Looking at foods naturally high in vitamin D it’s apparent that fatty meats and fish contain huge amounts. This makes sense as it’s a fat soluble vitamin.
Is it fair to hypothesize that part of the widespread Hypovitaminosis D is partly due to the current fat paranoia that we seem to have? By my math, even a diet with 30-40% of calories from fat, including fish, is likely to provide plenty of vitamin D, whereas the a diet following the LEARN recommendations would not.

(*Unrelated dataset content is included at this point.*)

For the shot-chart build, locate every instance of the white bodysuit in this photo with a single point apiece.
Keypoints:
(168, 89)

I think we’re still working on developing a better understanding of where optimal vit D levels should be and by extension how much, if at all, folks should supplement. May be an inverted U effect–in fact, almost assuredly is–the question is where the curve lies.
I agree with your statement, I have read one more blog that also clearly indicate that Mediterranean diet preventing cancer.
You mention “So, I choose to still consume bacon, because I believe, on average, and in most populations, bacon consumption is merely a marker for bad eating habits.”
Surely you are not worried about the high fat there, so far we agree. I wondered if you go out of your way to find nitrite- and nitrate-free bacon.
If not, is it because the amounts are small enough not to worry or is it because you don’t believe that nitrite and nitrate are as evil as advertised (that is, that the studies that “proved” this are weak)?
I’m still waiting for one nitrate study to convince me they are harmful in the quantities most people consume them.
My wife Sarah is following this diet. She says she feels a lot better already, and she has been following it for only 30 days. She loves the Mediterranean diet food and she actually enjoys being on this diet.
She decided to start following it after reading ebook “Mediterranean diet weight loss results” on Amazon.
Here is her meal plan:
On Mondays she eats Greek yogurt with strawberries and oats for breakfast.
For lunch, she usually has whole grain sandwich with vegetables.
And when it comes to dinner, she often makes tuna salad; dressed in olive oil (she loves it). It’s really delicious.
For a dessert she is allowed to take a piece of fruit.
I would like to bring your attention to the endogenous PPAR-alpha agonist- OEA (Oleoylethanolamide) which is implicated in weight loss in obese rats & other experimental animals. (PPAR-Alpha is the target receptor to treat hypercholesterolemia). RiduZone (www.riduzone.com) is the only FDA acknowledged supplement in the market which supplements OEA adequately & results in healthy weight loss.
If you’re wife is anything like mine, she would have told your daughter “Honey, your Daddy is already a nutcake!”.